From Berlin to New York, photographer Werner Amann spent much of his weekends in the ‘90s travelling from party to party capturing the euphoric highs and tired lows of a night out

  • WORDS: ISAAC MUK | PHOTO: WERNER AMANN
  • 12 March 2023

In 1988, when a young Werner Amann was fresh out of school in small town Bavaria in Southern Germany, he took a low-key city break to the UK’s capital city of London. He had been to some small-scale “dance parties” in his hometown, but among the city’s ex-industrial estates he found a new sound that was burgeoning among the warehouses and fields around the M25.

“I brought my camera [to the UK], but didn’t photograph at warehouse parties,” he says. “But that was maybe my first real encounter with acid house.”

Attracted to the energy, he would soon find himself regularly at parties during his weekends. But having started photography studies after moving to Berlin, he would bring along his camera, where he would take portraits of clubbers in all states from dancing, smoking cigarettes, weary ravers asleep in a dark corner, to even a fresh faced Richie Hawtin spinning vinyl in 1994.

Attending parties predominantly in Berlin, frequenting now-legendary techno spots like E-Werk, Tresor and the annual Love Parade, Amann would also travel out of town to other parts of Germany and beyond – partying at the likes of Mayday in Dortmund, Omen in Frankfurt, underground parties in North-Rhine Westphalia, Limelight and Sound Factory in New York, to parades in Zürich and Paris.

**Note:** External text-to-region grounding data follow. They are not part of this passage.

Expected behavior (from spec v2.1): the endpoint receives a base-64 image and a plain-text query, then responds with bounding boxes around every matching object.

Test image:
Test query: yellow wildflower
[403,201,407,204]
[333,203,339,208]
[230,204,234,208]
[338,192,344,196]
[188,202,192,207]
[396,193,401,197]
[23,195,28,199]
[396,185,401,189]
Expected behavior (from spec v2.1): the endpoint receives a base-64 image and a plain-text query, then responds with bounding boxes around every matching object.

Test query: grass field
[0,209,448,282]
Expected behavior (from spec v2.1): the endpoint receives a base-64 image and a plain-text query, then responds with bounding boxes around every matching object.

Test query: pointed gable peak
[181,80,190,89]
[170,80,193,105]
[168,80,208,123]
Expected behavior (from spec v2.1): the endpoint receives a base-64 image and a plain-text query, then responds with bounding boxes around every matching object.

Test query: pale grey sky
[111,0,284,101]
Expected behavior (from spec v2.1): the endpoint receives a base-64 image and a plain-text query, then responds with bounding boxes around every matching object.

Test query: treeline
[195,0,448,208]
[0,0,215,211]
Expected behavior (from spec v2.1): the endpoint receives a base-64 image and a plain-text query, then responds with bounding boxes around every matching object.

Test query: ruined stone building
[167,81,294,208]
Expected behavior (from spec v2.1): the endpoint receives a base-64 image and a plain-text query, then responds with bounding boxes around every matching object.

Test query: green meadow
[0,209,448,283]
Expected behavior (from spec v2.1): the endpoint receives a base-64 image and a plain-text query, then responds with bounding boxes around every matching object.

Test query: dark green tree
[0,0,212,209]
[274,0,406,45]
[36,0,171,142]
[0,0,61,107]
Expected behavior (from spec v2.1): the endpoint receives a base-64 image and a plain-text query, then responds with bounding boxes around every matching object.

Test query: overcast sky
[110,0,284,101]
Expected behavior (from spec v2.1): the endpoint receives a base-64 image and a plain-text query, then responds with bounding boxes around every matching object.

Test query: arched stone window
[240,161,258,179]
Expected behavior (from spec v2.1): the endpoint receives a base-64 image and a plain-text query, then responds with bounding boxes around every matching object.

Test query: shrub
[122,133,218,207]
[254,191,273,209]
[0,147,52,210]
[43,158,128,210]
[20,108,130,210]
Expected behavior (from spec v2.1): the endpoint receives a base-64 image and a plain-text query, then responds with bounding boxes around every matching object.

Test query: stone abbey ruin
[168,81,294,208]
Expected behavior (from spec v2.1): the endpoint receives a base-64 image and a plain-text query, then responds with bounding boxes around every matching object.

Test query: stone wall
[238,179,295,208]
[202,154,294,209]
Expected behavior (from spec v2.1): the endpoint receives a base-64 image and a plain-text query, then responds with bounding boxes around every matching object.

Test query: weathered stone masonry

Read this next: Rave the Planet brought back the original Love Parade spirit back to Berlin

Now, digging out images from an extensive archive of thousands and thousands of shots, a number of his pictures are collated in his new photobook Kein Morgen. The book’s name translates roughly to English as “without tomorrow” – a nod to the in-the-moment, forget-all-else state of mind of a night out partying. “Just being in the here and now and experiencing that with other people,” Amann explains, of what was so enticing about the scene. “There was a certain freshness – techno and other dance music was still relatively new and provocative, and the photographic possibility to document it attracted me.”

Nowadays in many spots in Berlin, but also a growing number of underground venues across the world, photography is banned inside the club. But in the early ‘90s, it was common to have people wandering the dancefloors taking pictures. “I was seldom alone with a camera,” Amann says. “In many instances, there were several photographers – looking back now you could say that it was a fresh and innocent time in [the early ‘90s], but techno and rave was already pretty big and also a bit of a media event.

Following the fall of the Berlin wall in 1989, and the reunification of East and West Berlin, techno exploded in the city’s underground nightlife culture, as an expression of freedom and unity, following years of a giant physical divider running through the heart of the city. “I had the feeling that I could document something very special and also something meaningful and historic,” Amann says. “Especially with how the techno scene developed in Berlin – it was this parallel with the post-Wall period.”

Read this next: Tresor 31 explores techno as an artistic and social movement since the fall of the Berlin Wall

Through capturing the early doors, anticipatory stages of a party, to the smoking areas and the afterparties – Amann’s pictures explore in up-close-and-personal detail the euphoric highs and tired lows of a night out. Exploring these heightened emotions that a long, sleep-deprived evening particularly appealed to Amann. “You see people in various states of ecstasy, loneliness to connectedness, boredom,” he explains. “A club or a rave is a very concentrated, condensed space where you can live out all these purely human emotions.”

The book also shows off the distinctive, yet interconnected aesthetics and styles of techno culture across the world, from the kink-influenced leather of Berlin, to the more colourful fashion of New York. In the end, the parties were places where people could simply express themselves. “I think there’s more places these days where you can express yourself with any kind of clothes you’re wearing,” Amann says. “But at that time a club was one of the few places where you could just wear anything.

“A club or a rave, it was like a positive utopia, where all kinds of people could come together,” he continues. “And it was a very special place, where you could find all kinds of different people coming together and escaping the greyness of life around it.”